How to Bridge Stateful and Event-Sourced Systems

In the world of modern software architecture, there are two dominant paradigms for managing and persisting application state: the traditional stateful approach, and the newer event-sourced approach.

Stateful systems, as the name implies, keep track of the current state of the application by storing it in a database or other persistence layer. This could be a relational SQL database, a NoSQL key-value store, or any other technology that allows you to save and query the current snapshot of your application‘s entities and aggregates.

Event-sourced systems, on the other hand, persist state as a sequence of state-changing events. Rather than storing the current state, event sourcing stores the history of changes that led to that state. The current state can then be derived by replaying the events in order.

Both of these approaches have their pros and cons, and are better suited for different use cases. Stateful systems are simpler and more familiar to most developers. They make it easy to query and update the current state of the system. However, they can run into consistency and scalability issues in distributed environments.

Event-sourced systems provide better auditability, as they preserve the entire history of changes. They enable powerful capabilities like being able to reconstruct past states, or even do "what if" analysis by replaying alternative event sequences. Event sourcing also fits well with other design patterns like CQRS and Event-Driven Architecture. The downside is added complexity, both in terms of the code and the mental models developers need to understand.

The Need for Integration

In an ideal world, we could pick one state management approach for our entire application and stick with it.

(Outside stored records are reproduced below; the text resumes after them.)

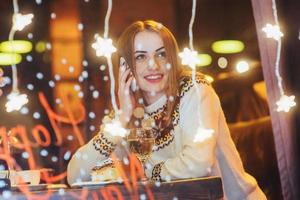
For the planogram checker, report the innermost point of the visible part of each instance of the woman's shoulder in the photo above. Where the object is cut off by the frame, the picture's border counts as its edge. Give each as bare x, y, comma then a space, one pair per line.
186, 82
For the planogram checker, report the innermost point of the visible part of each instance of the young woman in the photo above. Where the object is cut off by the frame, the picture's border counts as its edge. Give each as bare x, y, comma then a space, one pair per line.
193, 140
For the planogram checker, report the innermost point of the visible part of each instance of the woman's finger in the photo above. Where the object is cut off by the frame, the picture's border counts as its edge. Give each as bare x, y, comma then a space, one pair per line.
124, 77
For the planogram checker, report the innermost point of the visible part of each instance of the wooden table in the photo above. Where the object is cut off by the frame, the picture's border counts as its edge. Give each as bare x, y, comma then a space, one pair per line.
198, 188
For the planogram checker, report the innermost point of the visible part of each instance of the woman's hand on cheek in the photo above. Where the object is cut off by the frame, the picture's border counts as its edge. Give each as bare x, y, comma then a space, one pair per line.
125, 96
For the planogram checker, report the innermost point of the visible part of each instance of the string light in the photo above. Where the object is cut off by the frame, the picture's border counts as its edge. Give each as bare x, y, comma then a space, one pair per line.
242, 66
189, 56
104, 47
21, 21
273, 31
285, 103
115, 128
15, 101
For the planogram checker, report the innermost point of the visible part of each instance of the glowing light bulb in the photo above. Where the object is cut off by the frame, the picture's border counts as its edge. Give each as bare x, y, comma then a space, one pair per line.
242, 66
15, 101
285, 103
115, 128
103, 47
20, 21
189, 57
273, 31
203, 134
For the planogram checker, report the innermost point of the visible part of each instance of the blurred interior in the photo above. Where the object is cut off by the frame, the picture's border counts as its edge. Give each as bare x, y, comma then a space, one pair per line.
72, 75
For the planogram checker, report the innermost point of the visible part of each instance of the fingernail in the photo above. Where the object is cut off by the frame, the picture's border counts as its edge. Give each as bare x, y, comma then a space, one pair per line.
122, 68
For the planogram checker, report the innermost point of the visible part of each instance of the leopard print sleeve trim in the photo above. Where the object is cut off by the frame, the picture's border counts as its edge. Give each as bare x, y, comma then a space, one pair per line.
156, 172
103, 145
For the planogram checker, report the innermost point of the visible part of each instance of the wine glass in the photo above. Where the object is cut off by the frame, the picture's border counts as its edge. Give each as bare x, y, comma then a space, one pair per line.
141, 142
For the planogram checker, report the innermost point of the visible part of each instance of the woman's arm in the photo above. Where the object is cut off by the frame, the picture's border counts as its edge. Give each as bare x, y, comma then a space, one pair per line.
88, 156
197, 128
200, 107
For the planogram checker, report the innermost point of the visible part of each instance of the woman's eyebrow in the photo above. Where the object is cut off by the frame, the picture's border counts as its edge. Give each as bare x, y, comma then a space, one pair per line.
159, 49
140, 51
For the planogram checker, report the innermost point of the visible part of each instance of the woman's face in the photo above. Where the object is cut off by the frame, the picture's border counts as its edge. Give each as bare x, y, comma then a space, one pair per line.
150, 63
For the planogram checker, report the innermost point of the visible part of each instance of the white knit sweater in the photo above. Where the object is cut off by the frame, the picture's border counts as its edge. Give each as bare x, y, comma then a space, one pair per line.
197, 144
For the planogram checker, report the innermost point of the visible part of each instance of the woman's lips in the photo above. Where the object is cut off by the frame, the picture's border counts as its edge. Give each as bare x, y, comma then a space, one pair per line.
154, 78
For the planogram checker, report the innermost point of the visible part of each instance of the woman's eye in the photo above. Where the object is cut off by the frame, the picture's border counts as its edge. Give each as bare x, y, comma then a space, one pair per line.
140, 57
162, 54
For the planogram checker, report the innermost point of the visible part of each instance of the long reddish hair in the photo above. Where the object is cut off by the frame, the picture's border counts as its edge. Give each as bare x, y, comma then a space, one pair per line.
125, 48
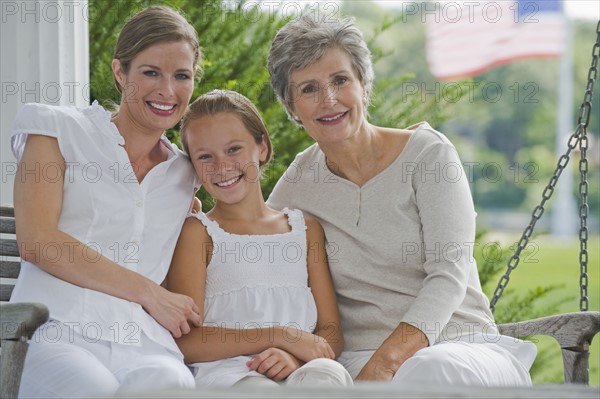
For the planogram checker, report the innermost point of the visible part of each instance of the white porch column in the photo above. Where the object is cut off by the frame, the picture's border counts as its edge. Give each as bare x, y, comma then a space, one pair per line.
44, 58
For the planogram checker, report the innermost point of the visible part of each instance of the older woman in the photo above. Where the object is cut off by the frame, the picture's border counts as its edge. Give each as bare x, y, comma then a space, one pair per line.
97, 232
398, 217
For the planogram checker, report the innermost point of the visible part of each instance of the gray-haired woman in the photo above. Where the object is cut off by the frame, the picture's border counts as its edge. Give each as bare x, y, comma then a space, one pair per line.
398, 217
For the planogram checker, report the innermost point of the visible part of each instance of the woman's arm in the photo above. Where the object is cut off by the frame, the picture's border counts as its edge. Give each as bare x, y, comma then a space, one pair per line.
38, 204
319, 280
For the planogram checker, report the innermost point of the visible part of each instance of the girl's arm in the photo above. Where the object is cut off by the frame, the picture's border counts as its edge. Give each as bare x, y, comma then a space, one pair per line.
187, 276
319, 280
38, 204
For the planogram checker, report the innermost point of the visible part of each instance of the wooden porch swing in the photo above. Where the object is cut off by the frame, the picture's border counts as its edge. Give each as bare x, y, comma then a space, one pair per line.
573, 331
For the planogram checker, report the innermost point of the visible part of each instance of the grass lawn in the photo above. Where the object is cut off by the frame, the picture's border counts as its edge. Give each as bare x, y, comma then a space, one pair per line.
552, 261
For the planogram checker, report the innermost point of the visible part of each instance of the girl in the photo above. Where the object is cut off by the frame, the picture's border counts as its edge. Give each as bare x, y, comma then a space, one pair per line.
261, 275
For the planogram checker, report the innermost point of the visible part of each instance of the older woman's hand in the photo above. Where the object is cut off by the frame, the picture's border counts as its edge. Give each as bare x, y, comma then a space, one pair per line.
173, 311
404, 342
376, 369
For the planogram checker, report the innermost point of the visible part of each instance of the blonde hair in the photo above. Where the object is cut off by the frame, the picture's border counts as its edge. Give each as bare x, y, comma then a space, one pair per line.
217, 101
152, 25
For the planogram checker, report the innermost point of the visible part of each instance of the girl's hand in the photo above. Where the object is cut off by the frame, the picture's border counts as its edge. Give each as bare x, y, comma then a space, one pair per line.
305, 346
274, 363
173, 311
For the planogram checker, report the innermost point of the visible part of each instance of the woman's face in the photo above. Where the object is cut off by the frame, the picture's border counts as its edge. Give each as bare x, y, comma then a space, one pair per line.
158, 85
328, 97
226, 156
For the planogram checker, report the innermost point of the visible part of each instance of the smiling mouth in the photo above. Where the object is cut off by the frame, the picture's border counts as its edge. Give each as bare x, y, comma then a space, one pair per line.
333, 118
161, 106
229, 182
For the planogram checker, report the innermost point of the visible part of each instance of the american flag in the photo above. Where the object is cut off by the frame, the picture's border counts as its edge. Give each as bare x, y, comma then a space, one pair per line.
469, 38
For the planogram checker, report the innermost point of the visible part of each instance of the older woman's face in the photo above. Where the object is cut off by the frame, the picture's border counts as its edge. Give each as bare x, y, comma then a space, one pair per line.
328, 98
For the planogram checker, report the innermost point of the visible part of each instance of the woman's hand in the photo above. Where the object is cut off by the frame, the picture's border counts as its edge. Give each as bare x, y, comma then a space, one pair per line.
173, 311
304, 345
404, 342
274, 363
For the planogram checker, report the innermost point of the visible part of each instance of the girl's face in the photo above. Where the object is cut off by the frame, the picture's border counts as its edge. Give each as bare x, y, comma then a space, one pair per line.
157, 87
226, 156
329, 98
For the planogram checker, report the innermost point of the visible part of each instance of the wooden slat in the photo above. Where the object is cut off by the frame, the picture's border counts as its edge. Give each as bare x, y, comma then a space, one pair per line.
6, 210
7, 225
10, 269
20, 320
571, 330
8, 247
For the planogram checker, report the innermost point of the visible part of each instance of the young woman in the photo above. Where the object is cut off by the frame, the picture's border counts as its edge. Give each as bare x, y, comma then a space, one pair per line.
260, 276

In the real world, however, we often need to integrate disparate systems that follow different models.

This is especially true in large enterprises with complex IT landscapes. There you‘ll find a mix of modern cloud-native microservices alongside legacy monoliths, third-party packages, and home-grown systems built up over decades. Getting all of these to play nicely together is a major challenge.

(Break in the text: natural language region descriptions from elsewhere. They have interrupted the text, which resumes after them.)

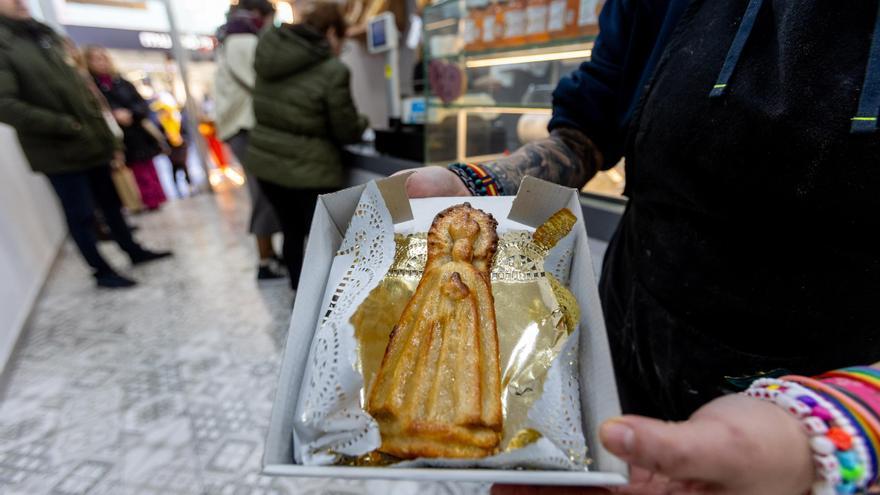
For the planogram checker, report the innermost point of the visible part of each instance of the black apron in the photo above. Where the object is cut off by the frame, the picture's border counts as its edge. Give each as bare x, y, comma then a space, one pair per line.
746, 245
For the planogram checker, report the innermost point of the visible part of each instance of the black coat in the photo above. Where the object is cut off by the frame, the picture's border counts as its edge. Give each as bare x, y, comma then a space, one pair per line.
140, 145
747, 245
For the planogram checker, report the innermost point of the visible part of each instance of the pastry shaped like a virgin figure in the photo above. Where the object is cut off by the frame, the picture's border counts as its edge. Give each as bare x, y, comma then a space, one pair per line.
438, 391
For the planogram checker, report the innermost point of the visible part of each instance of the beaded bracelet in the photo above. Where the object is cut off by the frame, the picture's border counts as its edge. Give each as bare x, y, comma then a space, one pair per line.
477, 179
866, 428
840, 454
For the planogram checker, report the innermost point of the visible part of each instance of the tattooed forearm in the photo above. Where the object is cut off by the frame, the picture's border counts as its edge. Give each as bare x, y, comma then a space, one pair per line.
567, 157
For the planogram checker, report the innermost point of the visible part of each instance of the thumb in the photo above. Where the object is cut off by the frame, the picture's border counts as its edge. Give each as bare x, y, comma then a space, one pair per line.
692, 450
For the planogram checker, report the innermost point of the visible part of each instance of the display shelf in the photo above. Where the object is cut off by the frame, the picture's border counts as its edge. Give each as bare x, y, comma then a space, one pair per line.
496, 99
482, 108
552, 46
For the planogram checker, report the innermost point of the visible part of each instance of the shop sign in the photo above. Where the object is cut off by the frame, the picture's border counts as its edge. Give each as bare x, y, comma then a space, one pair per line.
163, 41
126, 39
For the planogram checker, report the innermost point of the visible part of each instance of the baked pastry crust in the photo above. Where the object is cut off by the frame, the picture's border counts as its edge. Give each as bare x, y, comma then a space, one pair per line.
438, 390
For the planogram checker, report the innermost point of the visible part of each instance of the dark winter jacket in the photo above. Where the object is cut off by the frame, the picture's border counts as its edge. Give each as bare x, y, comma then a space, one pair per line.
58, 120
304, 111
140, 145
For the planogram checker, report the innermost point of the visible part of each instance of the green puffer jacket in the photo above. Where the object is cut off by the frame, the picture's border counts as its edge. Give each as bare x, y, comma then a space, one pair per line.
58, 120
304, 111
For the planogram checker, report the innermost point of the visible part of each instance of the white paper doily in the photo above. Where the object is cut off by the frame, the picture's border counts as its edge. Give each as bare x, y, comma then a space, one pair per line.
329, 418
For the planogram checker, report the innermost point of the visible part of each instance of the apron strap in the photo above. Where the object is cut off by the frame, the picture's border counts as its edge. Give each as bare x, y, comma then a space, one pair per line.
865, 120
736, 48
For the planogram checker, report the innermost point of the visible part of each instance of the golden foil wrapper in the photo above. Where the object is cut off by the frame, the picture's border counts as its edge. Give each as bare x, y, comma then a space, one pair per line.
534, 315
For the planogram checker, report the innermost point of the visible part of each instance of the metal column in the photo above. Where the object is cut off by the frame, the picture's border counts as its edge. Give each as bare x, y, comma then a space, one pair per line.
192, 124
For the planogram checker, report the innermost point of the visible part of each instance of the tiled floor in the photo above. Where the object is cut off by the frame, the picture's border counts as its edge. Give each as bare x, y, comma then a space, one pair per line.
161, 390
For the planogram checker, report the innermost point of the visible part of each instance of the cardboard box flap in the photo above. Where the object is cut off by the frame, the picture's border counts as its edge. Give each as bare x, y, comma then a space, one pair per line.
341, 204
537, 200
393, 191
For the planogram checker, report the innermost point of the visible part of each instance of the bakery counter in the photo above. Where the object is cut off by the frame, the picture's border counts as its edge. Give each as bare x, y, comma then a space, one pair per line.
601, 212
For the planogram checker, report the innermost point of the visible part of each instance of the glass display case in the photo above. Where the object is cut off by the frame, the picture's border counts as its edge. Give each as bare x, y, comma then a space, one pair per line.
491, 69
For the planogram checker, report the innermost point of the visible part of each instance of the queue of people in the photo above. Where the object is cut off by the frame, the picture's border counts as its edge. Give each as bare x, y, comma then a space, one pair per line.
704, 280
62, 129
284, 105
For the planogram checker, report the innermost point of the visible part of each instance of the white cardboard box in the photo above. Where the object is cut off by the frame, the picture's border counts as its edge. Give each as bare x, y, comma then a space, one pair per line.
536, 201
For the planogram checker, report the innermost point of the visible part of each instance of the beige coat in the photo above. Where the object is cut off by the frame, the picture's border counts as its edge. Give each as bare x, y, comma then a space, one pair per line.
234, 83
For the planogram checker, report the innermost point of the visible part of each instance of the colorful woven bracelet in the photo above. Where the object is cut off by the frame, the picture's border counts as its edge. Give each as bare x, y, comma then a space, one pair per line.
477, 179
865, 426
840, 453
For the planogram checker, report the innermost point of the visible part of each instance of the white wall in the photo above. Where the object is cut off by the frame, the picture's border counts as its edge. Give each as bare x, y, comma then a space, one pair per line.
31, 231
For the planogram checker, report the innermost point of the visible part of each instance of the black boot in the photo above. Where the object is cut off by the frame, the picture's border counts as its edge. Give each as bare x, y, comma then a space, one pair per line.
146, 256
113, 280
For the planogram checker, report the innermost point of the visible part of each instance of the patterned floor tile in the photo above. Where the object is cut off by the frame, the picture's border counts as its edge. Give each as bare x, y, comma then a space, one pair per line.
165, 389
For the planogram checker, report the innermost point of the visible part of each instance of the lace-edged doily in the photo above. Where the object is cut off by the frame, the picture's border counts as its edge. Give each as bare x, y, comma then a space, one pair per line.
330, 421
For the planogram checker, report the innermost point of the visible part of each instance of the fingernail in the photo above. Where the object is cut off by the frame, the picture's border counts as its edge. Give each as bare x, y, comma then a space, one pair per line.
618, 437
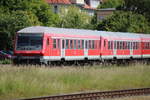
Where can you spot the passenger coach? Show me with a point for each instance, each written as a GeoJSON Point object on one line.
{"type": "Point", "coordinates": [46, 44]}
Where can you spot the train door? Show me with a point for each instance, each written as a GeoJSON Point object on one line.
{"type": "Point", "coordinates": [86, 48]}
{"type": "Point", "coordinates": [63, 48]}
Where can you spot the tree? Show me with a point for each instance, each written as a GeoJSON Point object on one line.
{"type": "Point", "coordinates": [125, 22]}
{"type": "Point", "coordinates": [111, 4]}
{"type": "Point", "coordinates": [11, 23]}
{"type": "Point", "coordinates": [38, 7]}
{"type": "Point", "coordinates": [73, 17]}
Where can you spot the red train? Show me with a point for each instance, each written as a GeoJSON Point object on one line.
{"type": "Point", "coordinates": [47, 44]}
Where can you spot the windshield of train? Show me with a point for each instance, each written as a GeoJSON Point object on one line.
{"type": "Point", "coordinates": [29, 41]}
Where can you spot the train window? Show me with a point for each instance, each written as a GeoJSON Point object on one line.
{"type": "Point", "coordinates": [58, 43]}
{"type": "Point", "coordinates": [123, 45]}
{"type": "Point", "coordinates": [115, 44]}
{"type": "Point", "coordinates": [79, 44]}
{"type": "Point", "coordinates": [86, 44]}
{"type": "Point", "coordinates": [54, 43]}
{"type": "Point", "coordinates": [67, 44]}
{"type": "Point", "coordinates": [63, 44]}
{"type": "Point", "coordinates": [47, 42]}
{"type": "Point", "coordinates": [97, 44]}
{"type": "Point", "coordinates": [75, 44]}
{"type": "Point", "coordinates": [104, 43]}
{"type": "Point", "coordinates": [71, 44]}
{"type": "Point", "coordinates": [118, 45]}
{"type": "Point", "coordinates": [109, 45]}
{"type": "Point", "coordinates": [89, 44]}
{"type": "Point", "coordinates": [128, 45]}
{"type": "Point", "coordinates": [82, 44]}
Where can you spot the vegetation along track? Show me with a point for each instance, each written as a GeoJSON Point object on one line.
{"type": "Point", "coordinates": [96, 95]}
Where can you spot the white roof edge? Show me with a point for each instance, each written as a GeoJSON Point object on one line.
{"type": "Point", "coordinates": [43, 29]}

Even in newer, greenfield development, there are often good reasons to adopt a hybrid model. Some parts of the domain may be best modeled as a stateful system, while others are better suited for event sourcing.

The question then becomes: how do we bridge the gap between these two worlds? How can we have our stateful cake and eat the event-sourced icing too?

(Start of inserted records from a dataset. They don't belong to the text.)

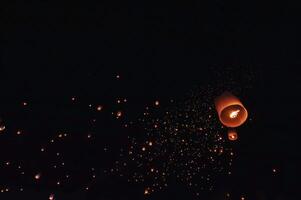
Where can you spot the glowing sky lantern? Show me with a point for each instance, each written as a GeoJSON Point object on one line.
{"type": "Point", "coordinates": [231, 112]}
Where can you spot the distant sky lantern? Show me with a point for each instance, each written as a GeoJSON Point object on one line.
{"type": "Point", "coordinates": [2, 126]}
{"type": "Point", "coordinates": [231, 112]}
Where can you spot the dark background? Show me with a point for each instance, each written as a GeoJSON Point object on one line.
{"type": "Point", "coordinates": [52, 52]}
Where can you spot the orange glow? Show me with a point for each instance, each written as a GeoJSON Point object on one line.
{"type": "Point", "coordinates": [231, 111]}
{"type": "Point", "coordinates": [37, 176]}
{"type": "Point", "coordinates": [232, 135]}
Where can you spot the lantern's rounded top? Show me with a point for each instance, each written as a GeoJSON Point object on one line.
{"type": "Point", "coordinates": [230, 110]}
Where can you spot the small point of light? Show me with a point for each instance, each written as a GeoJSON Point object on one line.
{"type": "Point", "coordinates": [2, 128]}
{"type": "Point", "coordinates": [118, 114]}
{"type": "Point", "coordinates": [146, 191]}
{"type": "Point", "coordinates": [51, 197]}
{"type": "Point", "coordinates": [99, 108]}
{"type": "Point", "coordinates": [37, 176]}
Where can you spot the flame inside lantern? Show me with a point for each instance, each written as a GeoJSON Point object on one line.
{"type": "Point", "coordinates": [231, 111]}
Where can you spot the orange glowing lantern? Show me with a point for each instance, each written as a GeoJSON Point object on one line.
{"type": "Point", "coordinates": [231, 112]}
{"type": "Point", "coordinates": [232, 135]}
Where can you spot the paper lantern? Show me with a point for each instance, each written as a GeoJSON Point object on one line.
{"type": "Point", "coordinates": [231, 111]}
{"type": "Point", "coordinates": [232, 135]}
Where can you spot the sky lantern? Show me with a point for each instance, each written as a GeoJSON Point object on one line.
{"type": "Point", "coordinates": [231, 112]}
{"type": "Point", "coordinates": [232, 134]}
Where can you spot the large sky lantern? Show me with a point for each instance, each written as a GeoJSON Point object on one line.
{"type": "Point", "coordinates": [231, 112]}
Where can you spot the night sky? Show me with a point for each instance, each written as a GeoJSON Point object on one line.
{"type": "Point", "coordinates": [79, 81]}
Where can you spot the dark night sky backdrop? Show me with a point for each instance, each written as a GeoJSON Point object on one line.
{"type": "Point", "coordinates": [51, 52]}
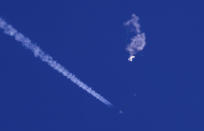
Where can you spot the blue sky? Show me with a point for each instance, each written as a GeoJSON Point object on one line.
{"type": "Point", "coordinates": [160, 91]}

Challenges of Bridging the Gap

The crux of the problem lies in the fundamentally different way that stateful and event-sourced systems handle state. In a stateful system, the current state is front-and-center. You can easily retrieve the current value of any entity or aggregate. Updates are typically done by directly modifying that state.

In an event-sourced system, state is a second-class citizen. The real first-class citizens are the events. To get the current state, you need to sequence through the event log and apply each event to reconstruct the entity or aggregate. Updates are done by appending a new event to the log, not by directly modifying the state.

This leads to a number of challenges when trying to integrate the two:

Consistency and synchronization: How do we ensure that the stateful and event-sourced representations of state remain consistent? If we update one, how do we make sure the other is updated accordingly?

Dealing with unreliable event streams: In an event-sourced system, the event log is the source of truth. But what happens if events are missed or out of order? How can a stateful system rely on an unreliable event stream?

Performance and scalability: Deriving current state from an event log can be expensive, especially for large, frequently-updated aggregates. How can we shield stateful systems from this performance hit?

Querying and analytics: Stateful systems make it easy to query current state. Event-sourced systems make it easy to analyze changes over time. How can we get the best of both worlds?

Fortunately, there are a number of architectural patterns we can apply to mitigate these challenges. Let‘s take a look at a few of the most powerful ones.

Patterns for Bridging the Gap

Command Query Responsibility Segregation (CQRS)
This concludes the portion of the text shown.